Her devlet yetkilisi:
-
Sosyal medya içeriklerine karşı koruyucu filtreler uygulamalı.
-
Cinsel içerikli yayınlara yaş kısıtlaması değil, “manevi tedbir” getirmeli.
-
Değerler eğitimi sadece müfredatta değil, fiilen hayata geçirilmelidir.
Ahlak, Modern Çağda Tekrar Diriltilebilir mi?
Zor ama imkânsız değil.
Çünkü hâlâ yüzü secdede çocuklar var. Hâlâ annesinin elini öperken gözleri dolan gençler. Hâlâ giydiği kıyafetle değil, taşıdığı iffetle değerli olduğunu bilen kızlar. Hâlâ gözünü haramdan koruyan erkekler. Hâlâ ağlamayı utanılacak değil, bir erdem bilen kalpler var.
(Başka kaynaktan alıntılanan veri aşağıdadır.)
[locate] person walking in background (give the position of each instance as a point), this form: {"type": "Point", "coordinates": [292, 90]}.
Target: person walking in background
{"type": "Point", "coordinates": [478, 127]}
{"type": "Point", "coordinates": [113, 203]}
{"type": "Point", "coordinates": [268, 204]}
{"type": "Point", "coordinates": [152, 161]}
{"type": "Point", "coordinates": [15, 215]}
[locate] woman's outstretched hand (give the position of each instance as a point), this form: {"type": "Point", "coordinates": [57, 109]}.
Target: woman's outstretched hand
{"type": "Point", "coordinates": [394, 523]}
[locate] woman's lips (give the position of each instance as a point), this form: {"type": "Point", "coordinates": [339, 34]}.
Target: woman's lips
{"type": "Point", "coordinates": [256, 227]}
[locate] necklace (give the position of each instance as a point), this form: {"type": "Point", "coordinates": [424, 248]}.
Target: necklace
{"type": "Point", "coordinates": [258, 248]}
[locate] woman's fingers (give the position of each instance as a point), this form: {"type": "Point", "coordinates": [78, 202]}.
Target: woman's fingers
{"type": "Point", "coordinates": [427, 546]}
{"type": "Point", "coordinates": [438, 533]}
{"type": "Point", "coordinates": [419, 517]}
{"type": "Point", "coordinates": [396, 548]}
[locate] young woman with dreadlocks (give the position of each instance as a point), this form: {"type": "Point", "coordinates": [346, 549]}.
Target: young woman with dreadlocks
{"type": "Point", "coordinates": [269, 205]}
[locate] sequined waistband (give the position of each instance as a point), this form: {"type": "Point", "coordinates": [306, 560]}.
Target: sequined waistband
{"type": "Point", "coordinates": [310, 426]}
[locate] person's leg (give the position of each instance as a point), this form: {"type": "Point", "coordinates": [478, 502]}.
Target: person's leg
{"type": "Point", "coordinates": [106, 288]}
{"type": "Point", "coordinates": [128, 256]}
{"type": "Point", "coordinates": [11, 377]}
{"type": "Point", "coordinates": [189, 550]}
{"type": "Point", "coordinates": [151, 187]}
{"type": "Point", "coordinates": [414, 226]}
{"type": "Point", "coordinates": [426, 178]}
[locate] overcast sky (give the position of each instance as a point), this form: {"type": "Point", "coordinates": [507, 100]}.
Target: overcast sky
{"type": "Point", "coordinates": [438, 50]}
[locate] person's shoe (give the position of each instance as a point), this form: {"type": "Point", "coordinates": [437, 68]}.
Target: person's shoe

Ve bu kalpler, birbirini buldukça bir toplum yeniden inşa edilebilir.
Uyanmak tek çaremiz....
Toplumun çöküşü sessiz başlar. Önce çocukların oyunları değişir. Sonra kahkahalar azalır. Sonra aile sofraları eksilir. Sonra gözler yere değil, ekrana bakar. Sonra kalpler hissizleşir, kelimeler ruhsuzlaşır. Ve en sonunda, insanlar evlerde değil; yalnızlıklarında yaşar.
Bugün hâlâ umut var. Hâlâ “ben bu gidişi değiştirebilirim” diyen yürekler var. O hâlde;
Çünkü bir milletin gerçek gücü, tankında, topunda değil; terbiyesinde ve ahlakındadır.